Peggy Maswanganyi es sólo una de las madres para las que la subvención mensual es un salvavidas. En su casa no hay actualmente ninguna persona adulta con empleo. Ella vive en el pequeño poblado de Mtsetweni, situado en la provincia rural de Limpopo, donde alrededor del 54% de los niños y niñas viven en hogares sin miembros económicamente activos. Con el apoyo de un voluntario de la comunidad, Peggy solicitó la subvención en los primeros meses tras el nacimiento de su bebé Hlamlani. El dinero de la subvención se utiliza para el transporte a la clínica local para las revisiones rutinarias y para la ropa y el alimento del bebé.

Imagen del UNICEF
© UNICEF South Africa/2011/Marinovich
La valoración de los efectos de la subvención en apoyo a la infancia ha mostrado que una inscripción temprana redunda en una mejor salud y resultados educativos. Un voluntario de la comunidad ayudó a Peggy Maswanganyi a solicitar la subvención para su bebé Hlamlani en Mtsetweni (Sudáfrica).

Un aspecto central de la subvención de apoyo a la infancia es su amplia incondicionalidad. La investigación revela que los cuidadores a quienes se encomienda la subvención –en su mayoría mujeres– invierten el dinero en buena nutrición, la escolarización, la atención y otros servicios fundamentales. Además, en el contexto de pobreza y desempleo extendidos, la subvención beneficia a menudo a toda la familia.
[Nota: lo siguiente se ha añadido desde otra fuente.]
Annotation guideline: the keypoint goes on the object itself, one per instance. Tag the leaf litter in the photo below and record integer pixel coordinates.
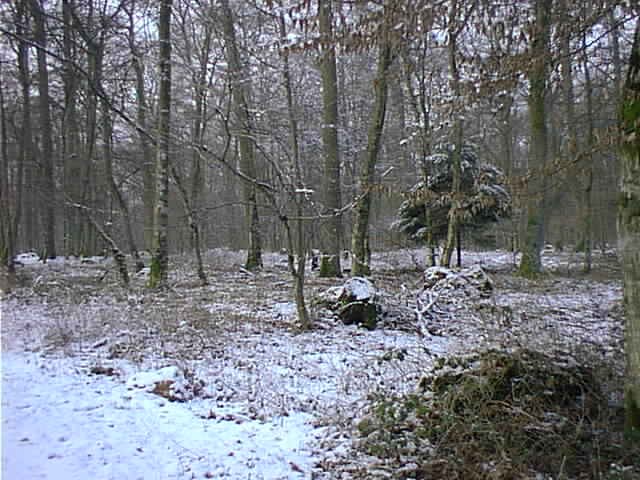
(217, 381)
Aumentar el acceso a la subvención

Desde que se introdujera por primera vez en 1998, la cifra de niños que reciben la subvención se ha más que decuplicado. A lo largo de los años, la edad límite para ser beneficiario se incrementó de 7 a 18 años y el umbral de ingresos por hogar se aumentó para beneficiar a más niños. La simplificación del proceso de solicitud y una mayor flexibilidad en las opciones de cobro también han ayudado a incrementar la inscripción.
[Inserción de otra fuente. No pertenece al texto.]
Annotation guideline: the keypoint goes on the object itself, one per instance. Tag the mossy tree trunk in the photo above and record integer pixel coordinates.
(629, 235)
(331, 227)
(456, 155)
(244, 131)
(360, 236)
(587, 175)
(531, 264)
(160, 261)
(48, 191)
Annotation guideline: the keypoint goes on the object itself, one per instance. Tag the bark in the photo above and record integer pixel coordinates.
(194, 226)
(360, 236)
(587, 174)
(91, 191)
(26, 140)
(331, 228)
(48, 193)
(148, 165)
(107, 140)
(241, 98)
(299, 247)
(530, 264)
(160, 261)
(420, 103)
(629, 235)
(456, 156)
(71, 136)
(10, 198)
Sin embargo, la inscripción es todavía baja en el caso de niños de corta edad, pese al hallazgo de que los beneficios son mucho mayores cuando los niños se inscriben al nacer. En total, más de dos millones de niños candidatos a la subvención no se benefician de ésta. Las razones citadas más frecuentemente son: problemas para adquirir los documentos necesarios; falta de información sobre los procedimientos de solicitud o información deficiente sobre los requisitos; una burocracia lenta y compleja; costos prohibitivos tales como el transporte; disputas familiares sobre si solicitar o no la subvención y quién debería inscribirse como cuidador principal.

Los hallazgos de la valoración de los efectos se emplearán para abordar estos obstáculos y garantizar que se beneficien todos los niños que reúnen los requisitos.